Misalnya, kelompok akademisi dikumpulkan untuk dididik selama empat hari untuk menjadi trainer atau narasumber. Kelompok strategis lain seperti para santri (keagamaan), di jajaran TNI, Polri, dan seluruh dari lembaga negara, jadi ToT ini sudah dilakukan cukup lama dan kita punya kader-kader yang disiapkan untuk menjadi kepanjangan tangan dari MPR. Sekarang istilahnya narasumber bukan penatar. Kita gunakan istilah yang umum agar tidak kontroversi.

Lebih konkretnya apa saja yang sudah dilakukan untuk mengkomunikasikan Empat Pilar MPR ke berbagai segmen masyarakat?

Kita datang ke berbagai segmen di tengah masyarakat. Di kampus melalui seminar, goes to campus. Kepada masyarakat umum, semua segmen kita sentuh, termasuk daerah pemilihan anggota DPR/DPD, jadi setiap anggota akan menyampaikan itu di tiap dapilnya.

Kalau dalam setahun kita punya program enam kali ke daerah dari berbagai partai, bisa dibayangkan jumlahnya, karena setiap anggota punya konstituen.
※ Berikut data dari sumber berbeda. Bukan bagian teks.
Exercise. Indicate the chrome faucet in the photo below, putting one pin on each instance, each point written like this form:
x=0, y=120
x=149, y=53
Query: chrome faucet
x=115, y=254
Banyumas, misalnya, ada dari PAN, Demokrat, PKS, mereka turun menemui konstituen. Bisa juga yang visi kebangsaannya khusus soal kepartaian, yang dikumpulkan pokoknya masyarakat. Berarti seluruh segmen tersentuh.
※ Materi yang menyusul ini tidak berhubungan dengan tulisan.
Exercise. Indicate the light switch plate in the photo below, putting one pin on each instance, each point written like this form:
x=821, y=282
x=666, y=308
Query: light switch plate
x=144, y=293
Ada juga lomba cerdas cermat SMA, lomba debat konstitusi buat mahasiswa, itu juga dalam rangka sosialisasi Empat Pilar MPR. Ada juga FGD, simulasi, bahkan animasi, filler, kita ciptakan. Bahkan kita kumpulkan para netizen untuk sosialisasi empat pilar.

Bagaimana merangkul stakeholders khususnya mereka yang punya akses ke media, supaya branding Empat Pilar lebih tepat sasaran?

Pertama, tentu sejumlah strategi sudah disampaikan seperti melalui pendekatan regulasi mulai dari UU, Tatib, dan instruksi presiden. Kedua, pendekatan kapasitas SDM kita agar mampu memenuhi sasaran yang kita tetapkan. Ketiga, melalui kemitraan dalam rangka membangun jaringan yang memiliki dampak multiplier. Itu kita lakukan baik yang dekat dengan komunitas media maupun tidak. Kalau kaitannya dengan media tentu bentuk kemitraan itu ada yang karena kita punya sumber daya untuk melakukan itu maupun voluntary dari mereka. Banyak cara kita tempuh, tanpa harus dengan cara mengeluarkan sumber daya yang besar.

Media cetak, on-line, penyiaran, menjadi basis sosialisasi karena itu muncul sejumlah program seperti media partner. Dalam mengelola media partner banyak caranya, baik melalui internalisasi visi dan misi MPR maupun berdiskusi dengan teman media. Harapannya, efek event lebih besar. Kita tempatkan pemberitaan di media itu, baik televisi maupun on-line. Bahkan dengan media on-line, terus-menerus kita lakukan sesuai kemampuan. Pada saat kita ada kegiatan, yang hadir bukan hanya para jurnalis dari media yang kita ajak kerjasama, tapi pemberitaan ternyata ada di media-media lain.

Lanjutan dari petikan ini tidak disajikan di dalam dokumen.